Nonsense! All these after-the-fact groupings are a known logical fallicy.

This would only be meaningful if it could be used predictively. If you could identify via common characteristics a restricted group where the majority of them turned out to be serial killers. But, for example, there are thousands of bed-wetters, thousands of children abused every year, etc., but we only have 1 or 2 serial killers in any year.

Well, if I met a kid who wet the bed until the age of 16, liked to set stuff on fire, beat animals, was abused, and whose life ambition was to go into the armed forces, I’d keep an eye on him.

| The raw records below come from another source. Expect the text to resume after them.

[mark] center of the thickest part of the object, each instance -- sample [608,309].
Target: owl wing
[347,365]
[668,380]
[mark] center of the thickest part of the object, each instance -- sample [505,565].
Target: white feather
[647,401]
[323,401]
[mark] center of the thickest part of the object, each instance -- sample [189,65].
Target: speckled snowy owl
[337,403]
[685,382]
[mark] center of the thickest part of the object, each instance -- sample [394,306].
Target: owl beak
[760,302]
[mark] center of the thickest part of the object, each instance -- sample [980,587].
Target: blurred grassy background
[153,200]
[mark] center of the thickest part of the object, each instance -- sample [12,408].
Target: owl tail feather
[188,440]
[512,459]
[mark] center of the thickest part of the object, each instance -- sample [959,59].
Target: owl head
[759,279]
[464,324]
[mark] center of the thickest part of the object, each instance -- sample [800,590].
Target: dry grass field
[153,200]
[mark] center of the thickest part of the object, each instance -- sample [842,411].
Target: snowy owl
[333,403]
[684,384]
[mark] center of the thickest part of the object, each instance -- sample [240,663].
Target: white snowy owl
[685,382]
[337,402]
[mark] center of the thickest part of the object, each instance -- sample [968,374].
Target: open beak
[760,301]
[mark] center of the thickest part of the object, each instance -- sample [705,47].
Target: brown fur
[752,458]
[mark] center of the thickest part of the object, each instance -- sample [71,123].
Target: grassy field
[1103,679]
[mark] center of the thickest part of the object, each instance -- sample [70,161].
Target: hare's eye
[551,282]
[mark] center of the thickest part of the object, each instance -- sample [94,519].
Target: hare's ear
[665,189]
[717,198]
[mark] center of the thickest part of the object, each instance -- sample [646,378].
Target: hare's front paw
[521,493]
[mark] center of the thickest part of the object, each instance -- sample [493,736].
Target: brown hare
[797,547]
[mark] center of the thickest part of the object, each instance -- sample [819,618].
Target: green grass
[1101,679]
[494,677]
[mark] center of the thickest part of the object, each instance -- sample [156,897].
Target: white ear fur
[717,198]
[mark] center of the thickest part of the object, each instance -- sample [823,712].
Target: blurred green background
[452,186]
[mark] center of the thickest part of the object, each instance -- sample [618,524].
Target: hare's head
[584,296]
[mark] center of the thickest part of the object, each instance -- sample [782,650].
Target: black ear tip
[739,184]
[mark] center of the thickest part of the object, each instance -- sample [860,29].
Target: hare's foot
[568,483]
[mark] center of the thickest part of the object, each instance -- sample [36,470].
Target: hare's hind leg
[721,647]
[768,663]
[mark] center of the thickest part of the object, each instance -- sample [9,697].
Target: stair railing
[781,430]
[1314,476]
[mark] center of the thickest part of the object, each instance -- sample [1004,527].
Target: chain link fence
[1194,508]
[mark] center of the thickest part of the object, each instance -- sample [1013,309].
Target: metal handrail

–Hijack-- According to Mind Hunter by John Douglas, nearly all serial killers at some point WANT to serve in either the armed forces or the police department. After all, they are often looking to prove their control and dominance, and what better way than training to arrest/kill people. Fortunately, most of them never make it past the Psych tests.

That is all.

No, there definitely is some kind of link. Obviously as you (and I and everyone else here) has noted it’s not a one to one correlation. But even a one way link is meaningful.

To use the example you gave (although personally I’d never heard of it) if 20% of the general population served in the armed forces and 70% of serial killers served in the Armed Forces than there’s almost certainly more than random chance at work. Especially if you adjust for other factors like gender, race, age, economic background, etc and still see such an abnormal correlation.

And this information can be used predictively. To give another example, every President of the United States has been white, a man, a Christian, and has not been an only child. So I can with strong statistical evidence predict that the person who gets elected President in 2008 will be a white male Christian with a brother or sister. The fact that the majority of white male Christians with a brother or sister are not going to be elected President doesn’t refute the evidence.